Tom Cogglesby listened, and was really astonished at her ladyship’s calm reception of his proposal.
“Shameful of him! shameful!” he muttered perversely: for it would have made Old Tom desolate to have had to change his opinion of her ladyship after cherishing it, and consoling himself with it five-and-twenty years. Fearing the approach of softness, he prepared to take his leave.
“Now—your servant, my lady. I stick to my word, mind: and if your people here are willing, I—I’ve got a candidate up for Fall’field—I’ll knock him down, and you shall sneak in your Tory. Servant, my lady.”

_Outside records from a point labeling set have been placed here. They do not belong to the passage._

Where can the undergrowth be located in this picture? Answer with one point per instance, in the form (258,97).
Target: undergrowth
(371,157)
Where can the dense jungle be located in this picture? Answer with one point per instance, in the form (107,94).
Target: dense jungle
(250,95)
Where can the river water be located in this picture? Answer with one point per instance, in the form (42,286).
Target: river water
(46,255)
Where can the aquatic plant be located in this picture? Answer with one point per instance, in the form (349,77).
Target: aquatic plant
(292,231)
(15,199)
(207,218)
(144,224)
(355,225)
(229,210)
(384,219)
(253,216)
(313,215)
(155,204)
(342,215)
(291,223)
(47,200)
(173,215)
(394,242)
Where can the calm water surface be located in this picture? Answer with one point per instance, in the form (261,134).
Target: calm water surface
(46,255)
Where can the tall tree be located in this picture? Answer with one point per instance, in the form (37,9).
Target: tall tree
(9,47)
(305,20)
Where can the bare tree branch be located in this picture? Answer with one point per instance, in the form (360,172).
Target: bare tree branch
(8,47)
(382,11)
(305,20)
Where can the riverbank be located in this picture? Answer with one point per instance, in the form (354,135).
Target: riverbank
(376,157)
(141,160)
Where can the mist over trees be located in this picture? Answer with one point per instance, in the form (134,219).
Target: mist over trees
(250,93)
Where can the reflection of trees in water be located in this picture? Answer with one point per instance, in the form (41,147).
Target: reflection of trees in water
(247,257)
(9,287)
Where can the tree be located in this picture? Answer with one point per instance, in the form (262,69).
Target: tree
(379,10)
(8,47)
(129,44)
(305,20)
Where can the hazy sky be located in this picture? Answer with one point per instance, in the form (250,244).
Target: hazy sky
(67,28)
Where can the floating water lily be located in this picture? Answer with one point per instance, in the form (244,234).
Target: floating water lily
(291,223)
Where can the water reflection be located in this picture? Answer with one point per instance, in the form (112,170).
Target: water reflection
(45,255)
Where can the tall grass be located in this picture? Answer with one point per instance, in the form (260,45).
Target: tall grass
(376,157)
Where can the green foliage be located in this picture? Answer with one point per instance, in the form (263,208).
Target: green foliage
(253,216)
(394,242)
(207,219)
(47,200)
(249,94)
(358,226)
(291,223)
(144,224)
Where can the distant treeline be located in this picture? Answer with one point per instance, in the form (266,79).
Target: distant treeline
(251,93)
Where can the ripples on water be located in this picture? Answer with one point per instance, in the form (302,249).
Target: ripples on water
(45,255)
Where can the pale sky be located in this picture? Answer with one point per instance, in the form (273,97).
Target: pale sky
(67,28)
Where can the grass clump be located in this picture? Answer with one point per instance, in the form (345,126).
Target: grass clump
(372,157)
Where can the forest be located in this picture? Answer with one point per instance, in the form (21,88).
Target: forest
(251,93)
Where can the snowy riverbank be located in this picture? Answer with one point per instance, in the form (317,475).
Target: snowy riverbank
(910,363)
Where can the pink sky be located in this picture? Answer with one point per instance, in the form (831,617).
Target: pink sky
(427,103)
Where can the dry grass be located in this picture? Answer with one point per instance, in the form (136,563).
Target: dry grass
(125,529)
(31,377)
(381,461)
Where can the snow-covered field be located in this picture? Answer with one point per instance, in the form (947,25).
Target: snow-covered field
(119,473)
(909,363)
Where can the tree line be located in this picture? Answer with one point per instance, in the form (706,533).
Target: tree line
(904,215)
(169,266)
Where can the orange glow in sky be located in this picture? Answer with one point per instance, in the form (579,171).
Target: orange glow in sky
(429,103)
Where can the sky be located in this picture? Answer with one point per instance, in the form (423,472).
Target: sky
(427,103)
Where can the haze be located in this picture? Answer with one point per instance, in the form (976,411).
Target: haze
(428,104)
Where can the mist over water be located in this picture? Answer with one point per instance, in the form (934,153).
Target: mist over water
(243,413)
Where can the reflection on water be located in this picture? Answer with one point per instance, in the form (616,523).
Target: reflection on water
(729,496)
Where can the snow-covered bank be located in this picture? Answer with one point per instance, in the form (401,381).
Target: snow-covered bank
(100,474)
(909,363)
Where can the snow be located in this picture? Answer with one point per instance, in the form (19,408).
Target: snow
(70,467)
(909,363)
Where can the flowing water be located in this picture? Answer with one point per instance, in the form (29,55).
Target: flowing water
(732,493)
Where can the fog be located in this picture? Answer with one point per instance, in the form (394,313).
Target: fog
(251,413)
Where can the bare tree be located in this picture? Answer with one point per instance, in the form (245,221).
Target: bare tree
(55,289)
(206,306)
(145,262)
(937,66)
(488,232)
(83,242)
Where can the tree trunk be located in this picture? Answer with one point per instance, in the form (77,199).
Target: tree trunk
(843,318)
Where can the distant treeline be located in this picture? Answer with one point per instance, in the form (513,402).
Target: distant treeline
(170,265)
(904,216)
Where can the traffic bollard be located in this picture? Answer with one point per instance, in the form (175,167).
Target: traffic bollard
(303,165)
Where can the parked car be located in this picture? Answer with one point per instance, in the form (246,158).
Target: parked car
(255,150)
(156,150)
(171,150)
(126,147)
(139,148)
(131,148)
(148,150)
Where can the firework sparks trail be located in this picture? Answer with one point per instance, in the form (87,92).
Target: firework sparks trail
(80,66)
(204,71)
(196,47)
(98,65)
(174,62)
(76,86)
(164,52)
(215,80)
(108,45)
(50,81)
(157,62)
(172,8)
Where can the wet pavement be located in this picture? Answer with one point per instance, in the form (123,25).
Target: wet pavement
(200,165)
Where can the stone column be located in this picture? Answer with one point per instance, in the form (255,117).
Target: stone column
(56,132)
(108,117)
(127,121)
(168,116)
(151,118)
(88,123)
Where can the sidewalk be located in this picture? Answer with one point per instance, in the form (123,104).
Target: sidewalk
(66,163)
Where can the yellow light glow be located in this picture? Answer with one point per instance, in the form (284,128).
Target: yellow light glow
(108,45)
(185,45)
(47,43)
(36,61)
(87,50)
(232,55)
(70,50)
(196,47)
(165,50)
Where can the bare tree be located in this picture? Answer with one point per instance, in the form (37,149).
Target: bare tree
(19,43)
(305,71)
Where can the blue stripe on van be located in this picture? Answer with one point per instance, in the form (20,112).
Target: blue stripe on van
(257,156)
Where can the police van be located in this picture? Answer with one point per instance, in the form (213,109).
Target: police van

Old Tom rose to go. Lady Jocelyn took his hand cordially, though she could not help smiling at the humility of the cobbler’s son in his manner of speaking of the Tory candidate.
“Won’t you stop with us a few days?”
“I’d rather not, I thank ye.”
“Won’t you see Rose?”
“I won’t. Not till she’s married.”
“Well, Tom, we’re friends now?”
“Not aware I’ve ever done you any harm, my lady.”
“Look me in the face.”
The trial was hard for him. Though she had been five-and-twenty years a wife she was stil very handsome: but he was not going to be melted, and when the perverse old fellow obeyed her, it was with an aspect of resolute disgust that would have made any other woman indignant. Lady Jocelyn laughed.
“Why, Tom, your brother Andrew’s here, and makes himself comfortable with us. We rode by Brook’s farm the other day. Do you remember Copping’s pond—how we dragged it that night? What days we had!”
Old Tom tugged once or twice at his imprisoned fist, while these youthful frolics of his too stupid self and the wild and beautiful Miss Bonner were being recalled.
“I remember!” he said savagely, and reaching the door hurled out: “And I remember the Bull-dogs, too!—servant, my lady.” With which he effected a retreat to avoid a ringing laugh he heard in his ears.
Lady Jocelyn had not laughed. She had done no more than look and smile kindly on the old boy. It was at the Bull-dogs, a fall of water on the borders of the park, that Tom Cogglesby, then a hearty young man, had been guilty of his folly: had mistaken her frank friendliness for a return of his passion, and his stubborn vanity still attributed her rejection of his suit to the fact of his descent from a cobbler, or, as he put it, to her infernal worship of rank.
“Poor old Tom!” said her ladyship when alone. “He’s rough at the rind, but sound at the core.” She had no idea of the long revenge Old Tom cherished, and had just shaped into a plot to be equal with her for the Bull-dogs!